Over the last few days, Radware’s Security Research Groups have been monitoring a global incident related to a ransomware variant named WannaCrypt, also known as WannaCry, WanaCrypt0r and wcry. On the morning of Friday May 12th, a ransomware campaign began targeting computers around the world. Once a computer was infected, a worm replicated itself across the network, targeting other computers as well. Worms use a computer network to propagate to other machines and infect them with the malicious payload.

The payload in this event contained what is known as ransomware. Ransomware is a type of malware that restricts access to user data by encrypting the files on an infected computer. Once the files are encrypted the attacker demands the victim pay a ransom for the decryption key.

This campaign has spread itself across networks leveraging recently disclosed vulnerabilities in Microsoft’s SMB service. MS17–010, a Microsoft security update issued on March 14th, addressed and patched these remote code execution vulnerabilities in Microsoft’s SMB services.
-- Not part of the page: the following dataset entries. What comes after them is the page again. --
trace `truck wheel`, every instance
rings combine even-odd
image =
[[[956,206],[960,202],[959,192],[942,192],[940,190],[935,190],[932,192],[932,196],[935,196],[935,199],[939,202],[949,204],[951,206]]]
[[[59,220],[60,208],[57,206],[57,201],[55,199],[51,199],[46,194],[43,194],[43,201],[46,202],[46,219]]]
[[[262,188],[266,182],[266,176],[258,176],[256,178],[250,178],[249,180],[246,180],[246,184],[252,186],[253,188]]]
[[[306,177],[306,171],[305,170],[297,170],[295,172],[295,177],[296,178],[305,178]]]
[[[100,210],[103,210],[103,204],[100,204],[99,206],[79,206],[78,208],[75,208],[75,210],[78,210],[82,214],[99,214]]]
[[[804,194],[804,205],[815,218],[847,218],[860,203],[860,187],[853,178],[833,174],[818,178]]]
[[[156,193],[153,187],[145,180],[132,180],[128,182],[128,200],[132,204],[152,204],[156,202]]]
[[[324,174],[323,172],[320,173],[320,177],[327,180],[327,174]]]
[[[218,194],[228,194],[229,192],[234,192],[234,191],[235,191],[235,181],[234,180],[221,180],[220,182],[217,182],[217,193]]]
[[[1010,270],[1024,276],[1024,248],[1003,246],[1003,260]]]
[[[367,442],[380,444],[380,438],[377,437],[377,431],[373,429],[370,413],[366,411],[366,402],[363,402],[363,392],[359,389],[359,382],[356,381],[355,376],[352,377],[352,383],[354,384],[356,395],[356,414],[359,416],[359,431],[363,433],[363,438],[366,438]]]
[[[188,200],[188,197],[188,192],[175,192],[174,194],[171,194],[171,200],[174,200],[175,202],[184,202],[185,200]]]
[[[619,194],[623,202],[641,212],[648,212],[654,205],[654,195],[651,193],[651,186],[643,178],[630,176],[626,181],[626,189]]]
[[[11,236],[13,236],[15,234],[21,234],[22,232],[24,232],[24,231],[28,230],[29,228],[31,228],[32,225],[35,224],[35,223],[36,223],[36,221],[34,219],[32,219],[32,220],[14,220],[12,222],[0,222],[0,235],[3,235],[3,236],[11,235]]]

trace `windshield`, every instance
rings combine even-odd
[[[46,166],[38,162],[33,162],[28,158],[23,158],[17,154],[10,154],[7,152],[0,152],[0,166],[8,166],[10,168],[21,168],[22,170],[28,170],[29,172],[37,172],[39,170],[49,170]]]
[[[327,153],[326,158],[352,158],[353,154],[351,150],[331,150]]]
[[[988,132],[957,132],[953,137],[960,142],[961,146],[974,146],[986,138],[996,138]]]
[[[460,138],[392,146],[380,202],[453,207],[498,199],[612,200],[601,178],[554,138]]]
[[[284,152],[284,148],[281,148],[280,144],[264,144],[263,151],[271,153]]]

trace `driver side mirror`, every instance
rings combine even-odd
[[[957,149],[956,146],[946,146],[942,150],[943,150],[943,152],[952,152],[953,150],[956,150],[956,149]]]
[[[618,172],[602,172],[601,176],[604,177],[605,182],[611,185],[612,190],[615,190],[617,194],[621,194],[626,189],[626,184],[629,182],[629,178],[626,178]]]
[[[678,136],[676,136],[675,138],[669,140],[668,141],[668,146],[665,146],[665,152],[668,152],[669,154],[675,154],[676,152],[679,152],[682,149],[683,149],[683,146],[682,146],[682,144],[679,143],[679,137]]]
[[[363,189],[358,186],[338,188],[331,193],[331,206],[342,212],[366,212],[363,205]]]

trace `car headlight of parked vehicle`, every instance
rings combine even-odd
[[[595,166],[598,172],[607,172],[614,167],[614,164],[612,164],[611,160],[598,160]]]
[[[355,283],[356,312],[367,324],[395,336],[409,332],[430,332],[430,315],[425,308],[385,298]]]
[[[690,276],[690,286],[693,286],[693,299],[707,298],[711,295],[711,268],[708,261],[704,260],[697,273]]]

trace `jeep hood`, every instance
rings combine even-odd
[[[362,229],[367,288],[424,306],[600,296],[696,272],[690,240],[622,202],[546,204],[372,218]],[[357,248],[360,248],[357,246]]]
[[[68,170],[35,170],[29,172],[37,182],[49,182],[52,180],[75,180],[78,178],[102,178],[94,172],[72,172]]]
CVE’s patched in Microsoft’s security bulletin, MS17–010:

  • CVE-2017–0143
  • CVE-2017–0144
  • CVE-2017–0145
  • CVE-2017–0146
  • CVE-2017–0147
  • CVE-2017–0148

These exploits were disclosed in April when The Shadow Brokers leaked the Equation Groups’ software, which included FuzzBunch. FuzzBunch is an exploitation framework similar to Metasploit. Inside of the FuzzBunch framework there are many remote exploits for Windows like EternalBlue and DoublePulsar which are being used in the current WannaCrypt campaign.